L'IMPORTANZA DI GODERE IL PRESENTE
LA VITA
I temi della vita e della morte sono sempre stati presenti nella riflessione esistenziale dell’uomo. Due dei più grandi poeti latini ad occuparsene sono stati Orazio e Seneca.
ORAZIOLa fugacità del tempo, la brevità della vita, il cogliere l’attimo: un tema classico alquanto attuale. Dove trovare la felicità se non nell’attimo che fugge? La vita umana si svolge in un arco di tempo assai limitato e perciò nel presente, nell’attimo che fugge, occorre cercare la felicità, piuttosto che attenderla in un futuro di cui non si ha certezza. E’ da queste massime di saggezza che nasce in una delle Odi oraziane la breve quanro efficace espressione Carpe Diem: il futuro non deve essere motivo di vane speranze e paure, ma occorre vivere con intensità e assaporare la vita attimo dopo attimo. Egli invita il lettore a non confidare nel domani, a non cercare di capire ciò che va al di là delle sue possibilità, vivendo invece a pieno il presente. Il poeta infatti insiste sull’oscurità e l’incertezza del domani, sulla precarietà dell’esistenza. Ed è forse questo tutto quello che si può fare, si può vivere il tempo dando ad ogni attimo un significato, in modo tale da renderlo imperituro. Ciò è però possibile solo se si accettano quelle che sono le tappe fondamentali a cui ogni uomo deve necessariamente andare incontro, come il momento della morte, annullando così l’ansia che queste causano.
LA FUGACITA' DEL TEMPO OGGI
LA VITA
Spesso soffocati sempre dagli stessi impegni, alla ricerca di una routine stabile dove tutto si incastri alla perfezione, si perde il valore delle cose che ognuno ha attorno. Il quotidiano, che inevitabilmente diventa abitudine, finisce per appiattire tutto ciò che c’è di bello in un indistinto caos che caratterizza la vita. Una confusione dalla quale si cerca di fuggire, che si tenta di risolvere in un percorso il più possibile lineare. Non si considera però che questo caos, quasi irritante, è fatto di oggetti, azioni e soprattutto persone che troppo spesso, sbagliando, diamo per scontati. La bellezza di amare chi si ha accanto, di fare con passione ogni piccolo gesto, dunque, si perde facilmente. La ricerca di una serena stabilità è causa dell’alienarsi dell’individuo. E' perciò fondamentale essere consapevoli della fugacità del tempo e distinguere ciò che è davvero importante da ciò che è futile.
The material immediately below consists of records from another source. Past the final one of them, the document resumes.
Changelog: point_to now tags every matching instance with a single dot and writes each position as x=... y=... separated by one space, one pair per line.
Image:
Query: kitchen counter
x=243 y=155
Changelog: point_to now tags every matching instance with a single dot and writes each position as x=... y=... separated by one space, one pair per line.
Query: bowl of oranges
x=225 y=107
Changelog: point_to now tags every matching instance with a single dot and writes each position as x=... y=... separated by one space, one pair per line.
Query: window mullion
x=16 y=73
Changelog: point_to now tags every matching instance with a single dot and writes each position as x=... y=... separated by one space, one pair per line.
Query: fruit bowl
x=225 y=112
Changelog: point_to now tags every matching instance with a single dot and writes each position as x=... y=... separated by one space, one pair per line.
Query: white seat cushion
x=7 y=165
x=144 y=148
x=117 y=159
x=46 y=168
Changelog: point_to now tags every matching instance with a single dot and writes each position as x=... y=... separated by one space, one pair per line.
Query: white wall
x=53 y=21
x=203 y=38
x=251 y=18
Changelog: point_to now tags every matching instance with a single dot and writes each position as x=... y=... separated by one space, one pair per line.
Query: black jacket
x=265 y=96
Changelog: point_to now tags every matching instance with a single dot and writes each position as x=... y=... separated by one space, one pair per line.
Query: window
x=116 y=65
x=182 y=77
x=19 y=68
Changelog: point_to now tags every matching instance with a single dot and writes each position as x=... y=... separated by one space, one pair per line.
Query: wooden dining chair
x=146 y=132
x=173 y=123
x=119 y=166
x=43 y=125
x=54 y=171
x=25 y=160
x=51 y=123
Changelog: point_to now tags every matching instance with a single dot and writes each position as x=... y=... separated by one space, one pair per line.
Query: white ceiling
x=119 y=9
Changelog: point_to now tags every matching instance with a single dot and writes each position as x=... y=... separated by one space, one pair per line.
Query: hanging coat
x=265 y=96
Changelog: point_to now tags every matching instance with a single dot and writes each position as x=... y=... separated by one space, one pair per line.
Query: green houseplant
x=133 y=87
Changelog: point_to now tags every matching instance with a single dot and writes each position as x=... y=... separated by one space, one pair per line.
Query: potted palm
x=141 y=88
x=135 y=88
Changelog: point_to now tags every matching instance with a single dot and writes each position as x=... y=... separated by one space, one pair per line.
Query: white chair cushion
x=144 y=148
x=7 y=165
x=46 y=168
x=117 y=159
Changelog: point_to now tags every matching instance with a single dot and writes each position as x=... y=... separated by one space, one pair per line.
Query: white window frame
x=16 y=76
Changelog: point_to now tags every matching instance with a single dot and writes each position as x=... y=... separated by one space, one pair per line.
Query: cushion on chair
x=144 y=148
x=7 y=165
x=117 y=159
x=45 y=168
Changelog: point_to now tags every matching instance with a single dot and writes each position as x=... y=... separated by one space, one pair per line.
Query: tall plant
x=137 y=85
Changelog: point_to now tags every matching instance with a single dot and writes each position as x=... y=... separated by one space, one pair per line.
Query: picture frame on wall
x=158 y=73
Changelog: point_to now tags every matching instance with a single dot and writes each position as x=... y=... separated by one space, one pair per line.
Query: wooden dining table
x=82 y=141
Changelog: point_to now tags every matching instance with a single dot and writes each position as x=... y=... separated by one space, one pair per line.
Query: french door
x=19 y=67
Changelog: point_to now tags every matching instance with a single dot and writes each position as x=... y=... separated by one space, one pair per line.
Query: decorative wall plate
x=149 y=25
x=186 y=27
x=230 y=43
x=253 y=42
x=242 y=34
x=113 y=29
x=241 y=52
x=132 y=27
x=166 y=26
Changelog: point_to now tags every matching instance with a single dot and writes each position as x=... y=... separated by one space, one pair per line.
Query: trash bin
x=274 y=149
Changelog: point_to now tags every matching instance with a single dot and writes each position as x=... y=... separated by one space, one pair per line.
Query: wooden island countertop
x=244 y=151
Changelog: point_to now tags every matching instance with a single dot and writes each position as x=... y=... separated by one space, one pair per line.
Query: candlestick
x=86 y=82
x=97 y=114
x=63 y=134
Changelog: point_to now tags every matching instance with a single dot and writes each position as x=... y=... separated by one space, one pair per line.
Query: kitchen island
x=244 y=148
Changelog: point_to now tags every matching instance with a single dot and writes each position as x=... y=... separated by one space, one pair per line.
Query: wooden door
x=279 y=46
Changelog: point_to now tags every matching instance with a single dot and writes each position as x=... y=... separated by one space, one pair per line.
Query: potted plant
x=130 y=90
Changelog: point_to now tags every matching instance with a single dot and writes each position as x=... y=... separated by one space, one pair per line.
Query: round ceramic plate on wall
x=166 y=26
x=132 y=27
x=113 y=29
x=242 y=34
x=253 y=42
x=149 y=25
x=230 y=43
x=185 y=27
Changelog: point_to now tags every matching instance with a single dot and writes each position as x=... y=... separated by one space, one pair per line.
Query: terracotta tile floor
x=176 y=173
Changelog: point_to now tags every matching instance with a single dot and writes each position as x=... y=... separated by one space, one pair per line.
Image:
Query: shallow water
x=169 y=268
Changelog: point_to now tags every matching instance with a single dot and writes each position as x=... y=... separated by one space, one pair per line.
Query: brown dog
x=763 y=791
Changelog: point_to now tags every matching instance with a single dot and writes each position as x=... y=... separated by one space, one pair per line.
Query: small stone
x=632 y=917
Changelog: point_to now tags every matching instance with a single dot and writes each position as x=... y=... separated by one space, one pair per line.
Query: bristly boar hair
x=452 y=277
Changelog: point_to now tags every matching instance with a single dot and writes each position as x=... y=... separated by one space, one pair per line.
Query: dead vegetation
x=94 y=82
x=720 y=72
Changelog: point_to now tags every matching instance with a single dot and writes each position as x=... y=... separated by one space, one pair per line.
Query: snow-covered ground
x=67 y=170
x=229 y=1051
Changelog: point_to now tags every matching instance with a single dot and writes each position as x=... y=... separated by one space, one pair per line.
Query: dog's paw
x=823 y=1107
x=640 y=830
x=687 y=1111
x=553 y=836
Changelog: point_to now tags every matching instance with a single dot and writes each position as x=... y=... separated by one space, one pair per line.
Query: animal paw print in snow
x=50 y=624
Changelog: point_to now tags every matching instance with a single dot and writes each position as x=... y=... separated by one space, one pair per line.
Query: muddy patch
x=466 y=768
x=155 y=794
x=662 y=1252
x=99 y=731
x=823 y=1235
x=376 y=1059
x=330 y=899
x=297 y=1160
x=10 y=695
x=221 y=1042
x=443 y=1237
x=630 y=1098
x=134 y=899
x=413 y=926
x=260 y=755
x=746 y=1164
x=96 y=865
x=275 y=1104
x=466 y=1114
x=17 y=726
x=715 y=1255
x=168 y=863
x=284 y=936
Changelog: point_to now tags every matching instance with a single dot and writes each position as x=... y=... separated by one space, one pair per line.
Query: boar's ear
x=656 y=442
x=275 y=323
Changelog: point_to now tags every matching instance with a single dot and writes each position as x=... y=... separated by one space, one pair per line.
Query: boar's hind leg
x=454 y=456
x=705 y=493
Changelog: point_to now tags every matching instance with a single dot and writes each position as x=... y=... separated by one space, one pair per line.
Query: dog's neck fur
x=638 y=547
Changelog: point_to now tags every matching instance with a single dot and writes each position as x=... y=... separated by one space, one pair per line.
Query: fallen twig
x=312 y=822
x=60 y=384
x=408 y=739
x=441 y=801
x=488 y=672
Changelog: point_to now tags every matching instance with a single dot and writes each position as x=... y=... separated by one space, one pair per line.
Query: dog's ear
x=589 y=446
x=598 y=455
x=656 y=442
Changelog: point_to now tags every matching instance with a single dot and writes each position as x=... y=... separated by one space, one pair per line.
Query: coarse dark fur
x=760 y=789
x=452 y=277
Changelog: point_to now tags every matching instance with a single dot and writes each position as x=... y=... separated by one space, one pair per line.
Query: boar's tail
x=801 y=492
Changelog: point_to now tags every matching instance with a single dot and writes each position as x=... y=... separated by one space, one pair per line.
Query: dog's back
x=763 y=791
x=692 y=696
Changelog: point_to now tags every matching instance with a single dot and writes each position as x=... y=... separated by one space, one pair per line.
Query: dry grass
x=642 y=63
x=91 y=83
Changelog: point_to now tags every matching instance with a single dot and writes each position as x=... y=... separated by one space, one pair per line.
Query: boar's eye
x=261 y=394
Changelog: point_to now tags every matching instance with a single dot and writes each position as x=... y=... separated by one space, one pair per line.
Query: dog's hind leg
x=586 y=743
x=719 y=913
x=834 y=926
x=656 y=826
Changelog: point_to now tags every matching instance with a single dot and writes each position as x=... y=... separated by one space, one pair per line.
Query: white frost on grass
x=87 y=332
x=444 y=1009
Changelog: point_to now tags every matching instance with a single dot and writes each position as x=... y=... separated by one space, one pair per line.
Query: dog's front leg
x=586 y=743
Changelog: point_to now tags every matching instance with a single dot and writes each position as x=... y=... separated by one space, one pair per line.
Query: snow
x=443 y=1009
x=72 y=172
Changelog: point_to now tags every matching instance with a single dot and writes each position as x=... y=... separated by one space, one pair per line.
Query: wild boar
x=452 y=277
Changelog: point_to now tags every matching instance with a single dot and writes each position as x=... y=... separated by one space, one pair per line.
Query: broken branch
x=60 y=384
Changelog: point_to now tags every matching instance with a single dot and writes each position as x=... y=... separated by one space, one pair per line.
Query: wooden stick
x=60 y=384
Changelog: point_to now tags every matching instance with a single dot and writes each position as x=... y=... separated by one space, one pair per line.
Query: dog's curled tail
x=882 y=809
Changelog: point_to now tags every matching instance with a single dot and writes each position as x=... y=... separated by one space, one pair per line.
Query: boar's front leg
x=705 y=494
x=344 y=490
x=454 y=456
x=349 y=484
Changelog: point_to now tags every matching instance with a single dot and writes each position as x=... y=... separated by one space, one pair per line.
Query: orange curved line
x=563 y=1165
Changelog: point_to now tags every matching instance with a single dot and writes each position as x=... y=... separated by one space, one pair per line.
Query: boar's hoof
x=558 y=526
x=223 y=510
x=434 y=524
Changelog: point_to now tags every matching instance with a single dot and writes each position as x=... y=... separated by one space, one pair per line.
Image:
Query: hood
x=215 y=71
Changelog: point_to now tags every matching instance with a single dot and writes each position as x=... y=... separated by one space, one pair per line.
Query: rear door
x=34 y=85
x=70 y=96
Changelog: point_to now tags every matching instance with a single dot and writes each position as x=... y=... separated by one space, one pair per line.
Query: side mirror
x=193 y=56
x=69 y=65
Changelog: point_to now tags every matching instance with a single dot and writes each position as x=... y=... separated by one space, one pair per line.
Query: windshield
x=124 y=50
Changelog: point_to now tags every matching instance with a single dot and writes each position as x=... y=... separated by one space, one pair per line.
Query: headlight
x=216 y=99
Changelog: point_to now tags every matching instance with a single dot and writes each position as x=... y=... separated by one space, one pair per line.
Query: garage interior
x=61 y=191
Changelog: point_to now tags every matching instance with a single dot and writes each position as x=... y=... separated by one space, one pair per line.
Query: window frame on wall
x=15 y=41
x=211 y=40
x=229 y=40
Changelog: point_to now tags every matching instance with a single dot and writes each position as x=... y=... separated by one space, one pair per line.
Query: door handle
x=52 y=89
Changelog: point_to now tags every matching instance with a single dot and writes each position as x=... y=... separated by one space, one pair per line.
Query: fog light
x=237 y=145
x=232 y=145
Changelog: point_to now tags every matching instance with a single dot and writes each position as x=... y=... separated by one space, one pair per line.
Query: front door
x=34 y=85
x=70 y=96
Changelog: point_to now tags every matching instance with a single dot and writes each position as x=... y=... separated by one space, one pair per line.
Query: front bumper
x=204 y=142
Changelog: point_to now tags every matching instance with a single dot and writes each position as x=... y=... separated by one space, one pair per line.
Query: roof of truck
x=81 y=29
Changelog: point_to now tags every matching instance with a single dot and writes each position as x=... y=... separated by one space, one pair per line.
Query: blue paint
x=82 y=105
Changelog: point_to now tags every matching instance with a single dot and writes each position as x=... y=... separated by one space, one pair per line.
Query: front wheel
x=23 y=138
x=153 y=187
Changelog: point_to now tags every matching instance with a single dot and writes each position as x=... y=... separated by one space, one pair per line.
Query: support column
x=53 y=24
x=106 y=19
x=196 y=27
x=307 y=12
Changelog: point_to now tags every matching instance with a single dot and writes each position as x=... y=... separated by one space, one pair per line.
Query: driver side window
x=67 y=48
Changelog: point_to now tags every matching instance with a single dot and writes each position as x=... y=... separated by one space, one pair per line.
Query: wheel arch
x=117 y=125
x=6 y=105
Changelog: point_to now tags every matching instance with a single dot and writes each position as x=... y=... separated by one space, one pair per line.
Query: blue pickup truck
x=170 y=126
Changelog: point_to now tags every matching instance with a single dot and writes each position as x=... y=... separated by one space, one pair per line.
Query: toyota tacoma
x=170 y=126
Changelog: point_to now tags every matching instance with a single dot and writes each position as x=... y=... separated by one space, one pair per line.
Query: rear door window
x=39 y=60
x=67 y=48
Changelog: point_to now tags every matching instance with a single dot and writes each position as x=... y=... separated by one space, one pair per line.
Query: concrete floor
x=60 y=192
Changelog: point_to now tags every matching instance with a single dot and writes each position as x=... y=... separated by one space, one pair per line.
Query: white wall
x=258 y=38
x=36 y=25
Seneca e la brevità della vita
LA VITA
L’uomo, assettato di vita, in generale ritiene che siano pochi i decenni che trascorre sulla terra e che pertanto non bastino per portare a termine nulla, o quasi. La maggior parte degli individui desidera molto più tempo, o quantomeno sogna che il tempo trascorra molto più lentamente. Secondo Seneca nel "De brevitate vitae" la vita non è affatto breve, perché “in realtà non è che di tempo ne abbiamo poco, ne sprechiamo tanto e la vita che ci è data è lunga a sufficienza per compiere grandi imprese”. Occorre dunque viverla bene, spendendola senza disperderla in faccende inutili e non gratificanti. Coltivare la virtù è essenziale, quanto fuggire da vizi di qualsiasi tipo. Dobbiamo ricercare la vera felicità, che consiste nel distaccarsi dagli affanni della vita quotidiana, per concentrare la mente su ciò che è davvero importante. Filosofo ed acuto osservatore, Seneca non solo ci invita a distaccarci dagli affanni della vita miserevole di ogni giorno, ma ci suggerisce anche di dedicare il tempo solo a noi stessi (il messaggio cristiano non è ancora arrivato), rinunciando anche a studi sterili e inutili che non servono a niente. Anche se oggi un’idea contemplativa della vita, distaccata da passioni e conflitti, ci sembra sublime utopia, resta il suggerimento di usare bene il tempo che la natura ci assegna, ricordandoci di essere mortali e di non rinviare i saggi propositi ad un ipotetico futuro.
FOSCOLO E LEOPARDI
VITA e la morte
Giacomo Leopardi, preso dalle stesse passioni che avevano trascinato il Foscolo - ma più volenteroso nell’ indagare con il pensiero i problemi della vita e della morte - aveva un indistinto senso di dolore e uno strano desiderio di morte. Per l'autore la vita e la morte sono in stretta relazione, come dimostrano due versi del "Canto notturno di un pastore errante dell'Asia": "Nasce l'uomo a fatica, ed è rischio di morte il nascimento."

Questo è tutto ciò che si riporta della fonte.